The two major candidates took starkly different tones on the final Sunday of the campaign. Less than 48 hours before Election Day, Harris, the Democratic vice president, argued that Tuesday’s election offers voters the chance to reject ”chaos, fear and hate,” while Trump, the Republican former president, repeated lies about voter fraud to try to cast doubt on the integrity of the vote and suggested that the country was falling apart without him in office.

Harris was concentrating her Sunday in Michigan, beginning the day with a few hundred parishioners at Detroit’s Greater Emmanuel Institutional Church of God in Christ.

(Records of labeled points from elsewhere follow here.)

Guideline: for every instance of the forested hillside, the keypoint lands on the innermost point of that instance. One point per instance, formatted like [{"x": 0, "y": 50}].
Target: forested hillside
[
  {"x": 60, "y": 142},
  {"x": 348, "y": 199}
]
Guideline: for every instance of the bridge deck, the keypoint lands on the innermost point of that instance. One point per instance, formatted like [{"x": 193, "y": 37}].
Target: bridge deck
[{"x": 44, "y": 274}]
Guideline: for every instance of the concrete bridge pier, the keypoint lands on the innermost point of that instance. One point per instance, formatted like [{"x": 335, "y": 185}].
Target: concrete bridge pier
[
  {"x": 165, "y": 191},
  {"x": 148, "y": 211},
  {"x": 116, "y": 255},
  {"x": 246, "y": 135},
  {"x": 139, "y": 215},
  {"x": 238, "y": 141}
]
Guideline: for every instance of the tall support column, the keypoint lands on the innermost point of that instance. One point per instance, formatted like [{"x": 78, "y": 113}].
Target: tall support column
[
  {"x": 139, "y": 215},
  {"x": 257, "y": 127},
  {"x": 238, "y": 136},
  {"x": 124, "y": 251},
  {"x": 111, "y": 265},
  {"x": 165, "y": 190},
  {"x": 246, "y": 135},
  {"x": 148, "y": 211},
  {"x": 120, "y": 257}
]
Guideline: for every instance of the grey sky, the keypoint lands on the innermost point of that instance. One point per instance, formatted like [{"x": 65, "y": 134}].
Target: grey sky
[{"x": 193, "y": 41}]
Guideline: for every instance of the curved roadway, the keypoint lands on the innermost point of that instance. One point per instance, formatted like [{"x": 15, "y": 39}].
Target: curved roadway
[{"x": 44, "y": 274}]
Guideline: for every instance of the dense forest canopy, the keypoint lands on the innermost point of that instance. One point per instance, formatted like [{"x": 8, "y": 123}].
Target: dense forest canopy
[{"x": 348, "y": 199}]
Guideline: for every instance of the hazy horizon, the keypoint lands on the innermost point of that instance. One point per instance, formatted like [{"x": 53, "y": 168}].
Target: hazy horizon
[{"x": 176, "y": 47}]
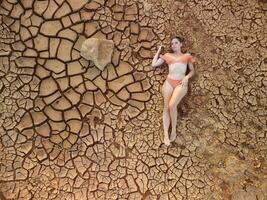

It marked the fourth consecutive Sunday that Harris, who is Baptist, has spoken to a Black congregation, a reflection of how critical Black voters are across multiple battleground states.

”I see faith in action in remarkable ways,” she said in remarks that quoted the Old Testament prophet Jeremiah. ”I see a nation determined to turn the page on hate and division and chart a new way forward. As I travel, I see Americans from so-called red states and so-called blue states who are ready to bend the arc of history toward justice.”

She never mentioned Trump, though she’s certain to return to her more conventional partisan speech in stops later Sunday. But Harris did tell her friendly audience that ”there are those who seek to deepen division, sow hate, spread fear and cause chaos.” The election and ”this moment in our nation,” she continued, ”has to be about so much more than partisan politics. It must be about the good work we can do together.”

Harris finished her remarks in about 11 minutes — starting and ending during Trump’s roughly 90-minute speech at a chilly outdoor rally at the Lancaster, Pennsylvania, airport.

Trump usually veers from subject to subject, a discursive style he has labeled ”the weave.” But in Lancaster, he went on long tangents and hardly mentioned his usual points on the economy, immigration and rote criticisms of Harris.

Instead, Trump relaunched criticisms of voting procedures across the nation and his own staff. He resurrected grievances about being prosecuted after trying to overturn his 2020 loss to President Joe Biden, suggesting at one point that he ”shouldn’t have left” the White House.